Il prete migrante non assolve i politici
Se solo Donald Trump sapesse leggere (ma è difficile con «un vocabolario di settantasette parole», copyright Philip Roth) o perfino se sapessero farlo certi suoi epigoni italiani ed europei, lui e gli altri sobbalzerebbero dinanzi a un breviario di solidarietà, che trasuda dolore e speranza e che si deve all’incontro fra un sacerdote e un giornalista. È una splendida testimonianza, piena di storie di accoglienza e riscatto, quella tradotta in un libro da don Mussie Zerai e Giuseppe Carrisi, “Padre Mosè” (224 pagine, 16 euro), un volume pubblicato dall’editore Giunti. Don Mussie Zerai – candidato al Nobel per la Pace negli ultimi anni – è stato prima di tutto un migrante, fuggito dalle violenze del regime di Menghistu in Eritrea e arrivato in Italia nel 1992: da allora ha svolto mille umili lavori, prima di diventare prete, nel 2010, e continuare a non pensare soltanto alle… anime.

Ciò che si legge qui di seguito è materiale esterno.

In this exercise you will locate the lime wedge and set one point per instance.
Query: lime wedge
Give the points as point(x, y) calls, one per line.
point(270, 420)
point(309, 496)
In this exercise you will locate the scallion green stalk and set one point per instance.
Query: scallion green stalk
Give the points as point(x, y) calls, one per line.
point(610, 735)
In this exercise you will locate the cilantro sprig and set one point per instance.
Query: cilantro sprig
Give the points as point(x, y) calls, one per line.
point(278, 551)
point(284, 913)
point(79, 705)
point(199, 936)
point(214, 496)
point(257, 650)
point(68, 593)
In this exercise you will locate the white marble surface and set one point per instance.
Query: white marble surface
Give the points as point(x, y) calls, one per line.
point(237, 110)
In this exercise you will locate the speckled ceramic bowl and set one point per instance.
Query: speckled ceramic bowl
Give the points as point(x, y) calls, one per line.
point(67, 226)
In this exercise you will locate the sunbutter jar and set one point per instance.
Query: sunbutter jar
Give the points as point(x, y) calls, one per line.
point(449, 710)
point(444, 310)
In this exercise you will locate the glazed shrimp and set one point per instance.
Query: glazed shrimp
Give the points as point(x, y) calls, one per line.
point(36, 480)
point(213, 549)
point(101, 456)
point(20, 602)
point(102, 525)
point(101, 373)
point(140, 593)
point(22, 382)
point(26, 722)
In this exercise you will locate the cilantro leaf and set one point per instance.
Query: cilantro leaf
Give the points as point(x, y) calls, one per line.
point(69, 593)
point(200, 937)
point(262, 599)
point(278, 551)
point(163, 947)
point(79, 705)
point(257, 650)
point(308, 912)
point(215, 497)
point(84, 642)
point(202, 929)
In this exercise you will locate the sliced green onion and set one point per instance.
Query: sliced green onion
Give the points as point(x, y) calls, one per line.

Prima di consacrarsi alla vita religiosa allestisce dormitori per senzatetto, fonda un’associazione, passa molto tempo in strada con gli ultimi. E negli ultimi anni ha iniziato a salvarli anche a distanza. Da quando, infatti, nel 2004 ha risposto a una telefonata nel pieno della notte che gli segnalava un barcone in balia delle onde nel canale di Sicilia, salvata grazie a una sua tempestiva segnalazione alla Guardia Costiera, la sua vita è dedicata quasi interamente a chi fugge in cerca di una terra promessa. Il suo numero di telefono, grazie a un passaparola globale con i metodi più disparati, è un vessillo di speranza in terre dilaniate da guerre e regimi autoritari, fa capolino su muri e t-shirt, fra campi profughi e prigioni.
La sua è una battaglia quotidiana e anche mediatica. L‘idea di fondo di don Mosè? Non è possibile rassegnarsi al fatto che il mar Mediterraneo sia un enorme cimitero, troppi muri e pochi ponti dividano l’Europa dalla gente che fugge da terre dove i diritti sono violati, e le principali istituzioni ormai si preoccupano di chiudere accordi bilaterali con Stati che fermano o rallentano i flussi migratori senza andare troppo per il sottile, cioè senza badare ai diritti minimi (a cominciare dalla Libia di Gheddafi, per di più foraggiata dal governo Berlusconi). Servono piuttosto corridoi umanitari e chance di vita dignitosa per tutti. Padre Mosè non fa sconti a nessuno, a politici di ogni parte che si sono succeduti nei ruoli di maggiore responsabilità e che nulla o troppo poco hanno fatto, possibilmente dopo tante parole.